The same is true about you. Like with Nora,” he said with a quiet certainty that left no room to argue.
“You made a lot of assumptions about her without having any idea what she did for me,” he added.
“Do you know what happened last year at my school?”
“No.”
Brady filled me in about the invite he and some of his friends had to a frat party, how they’d convinced him to go and how it had all been a setup. “They were going to plant something on me, film me—then use it to get me expelled.”
“Who did that?”
“Doesn’t matter. It was handled. What matters is Nora heard about it. And she stopped it. She walked into a frat house alone, punched one of them in the face and dragged me out of there.”
Wait, what?
That didn’t fit with my image of someone I needed to constantly protect.
Despite everything, a flicker of something broke through; that sounded exactly like her.
“She didn’t call anyone, didn’t make a scene, and didn’t protect herself. She protected me.” He met my eyes. “That’s how we became friends. I owe her more than I could ever repay. She ignored the feud, her father’s wrath, and possible legal consequences for herself and helped me.”
“Nora is incredible,” I said quietly.
“She really is, so why treat her like she isn’t?”
“I thought she was yours.” That excuse no longer rang like enough. I dug deeper. “And she needed someone more stable than I’ve been. Dad was never enough for Mom. I didn’t want to do that to Nora.”
Brady let out a breath, shaking his head. “Then be better than that. Do better.”
“I will.”
He studied me for a second longer, deciding whether to believe me or not, before stepping back. “One more thing. Those guys at school? I don’t think it was just about me. It felt personal toward our family.”
A cold weight settled in my chest. “Did you tell Dad?”

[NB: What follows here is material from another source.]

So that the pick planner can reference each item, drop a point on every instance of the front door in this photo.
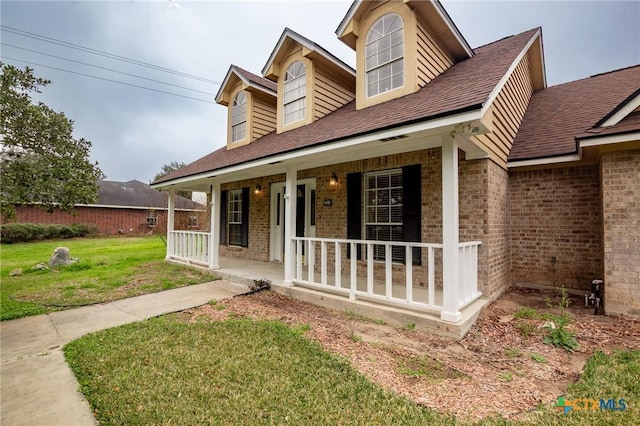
(305, 221)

“Yeah,” Brady said. “He said it has been handled. None of them graduated so I guess it was.”
“But?”
“Just be careful,” Brady said. “It doesn’t feel like it’s over.” Brady stepped closer, clapping a hand on my shoulder in a firm, grounding gesture. “Do you need me to do anything here so you can head back to Firebrook Valley?”

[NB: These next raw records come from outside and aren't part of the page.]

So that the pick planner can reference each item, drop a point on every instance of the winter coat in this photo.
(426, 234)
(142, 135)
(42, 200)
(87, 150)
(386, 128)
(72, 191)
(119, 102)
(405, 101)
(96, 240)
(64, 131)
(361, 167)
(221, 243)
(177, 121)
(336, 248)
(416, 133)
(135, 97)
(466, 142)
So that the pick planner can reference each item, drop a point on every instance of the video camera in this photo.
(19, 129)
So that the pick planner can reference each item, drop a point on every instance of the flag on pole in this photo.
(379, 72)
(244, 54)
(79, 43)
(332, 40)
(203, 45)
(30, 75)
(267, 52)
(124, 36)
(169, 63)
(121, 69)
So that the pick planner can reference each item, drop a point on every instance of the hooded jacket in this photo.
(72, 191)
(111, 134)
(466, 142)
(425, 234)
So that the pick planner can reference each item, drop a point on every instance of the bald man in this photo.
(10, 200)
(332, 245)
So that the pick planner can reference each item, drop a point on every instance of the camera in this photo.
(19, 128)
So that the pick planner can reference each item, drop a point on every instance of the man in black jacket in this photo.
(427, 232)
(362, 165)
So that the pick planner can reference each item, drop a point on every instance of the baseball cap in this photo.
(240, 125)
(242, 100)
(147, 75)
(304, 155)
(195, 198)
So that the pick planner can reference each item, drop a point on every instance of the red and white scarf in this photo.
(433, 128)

“No,” I said, looking at him with fresh eyes. When had my little brother become a man who was ready and willing to take over in a storm?
He turned toward the door, then paused. “Then go fix this.” His voice was oddly commanding. He opened the door and walked out, closing it softly behind him.
Damn.
The office went too quiet. I stood there for a long time, staring at nothing as the truth settled in, piece by piece. Nora wasn’t with Brady. She came for me. And I sent her away—not because I had to, but because I chose to.
I fucked up, Nora.
Not just once, but with all of this.
If you do forgive me, I’ll spend the rest of my life being the husband my father should have been.